Decision Theory: Discriminant function for 2D Gaussians

In summary, decision theory is a branch of mathematics and statistics that involves analyzing options and potential outcomes to make decisions. A discriminant function is a mathematical function used in decision theory to classify data points into two groups based on their position in a 2D space. In the context of 2D Gaussians, it uses the properties of a 2D Gaussian distribution to calculate the probability of a data point belonging to each group and assign it to the group with the higher probability. The assumptions for using a discriminant function for 2D Gaussians include normally distributed data points and different mean and standard deviation values for the two groups. This method has applications in pattern recognition, machine learning, and data classification, as well as fields such as
  • #1
Master1022
611
117
Homework Statement
Two classes ## C_1 ## and ## C_2 ## have equal priors. The likelihoods of ## x## belonging to each class are given by 2D normal distributions with different means, but the same covariance: [tex] p(x|C _1) = N(\mu_x, \sum) \text{and} p(x|C_2) = N(\mu_y, \sum) [/tex]
where we know the relationship between ## \mu_x ## and ## \mu_y ##
Determine the shape of the discriminant curve.
Relevant Equations
[tex] g(x) = ln \left( \frac{p(C_1 | x)}{p(C_2 | x)} \right) [/tex]
Hi,

I was working on the following problem:
Two classes ## C_1 ## and ## C_2 ## have equal priors.

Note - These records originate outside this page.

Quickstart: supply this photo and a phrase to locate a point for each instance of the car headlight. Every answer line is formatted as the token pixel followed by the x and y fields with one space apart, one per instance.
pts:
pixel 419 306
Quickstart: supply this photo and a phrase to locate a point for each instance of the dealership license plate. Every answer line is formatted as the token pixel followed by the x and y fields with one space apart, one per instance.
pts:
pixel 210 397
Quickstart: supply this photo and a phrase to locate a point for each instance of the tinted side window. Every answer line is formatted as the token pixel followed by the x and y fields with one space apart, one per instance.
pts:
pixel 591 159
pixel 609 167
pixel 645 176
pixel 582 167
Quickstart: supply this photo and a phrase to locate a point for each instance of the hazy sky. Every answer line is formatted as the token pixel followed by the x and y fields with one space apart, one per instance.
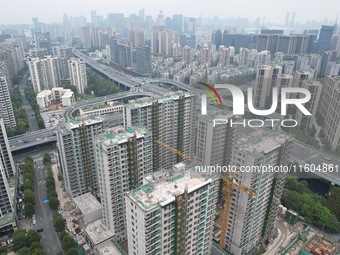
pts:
pixel 21 11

The likelihoods of ## x## belonging to each class are given by 2D normal distributions with different means, but the same covariance: [tex] p(x|C _1) = N(\mu_x, \Sigma) \text{and} p(x|C_2) = N(\mu_y, \Sigma) [/tex]
where we know the relationship between ## \mu_x ## and ## \mu_y ##
Determine the shape of the discriminant curve.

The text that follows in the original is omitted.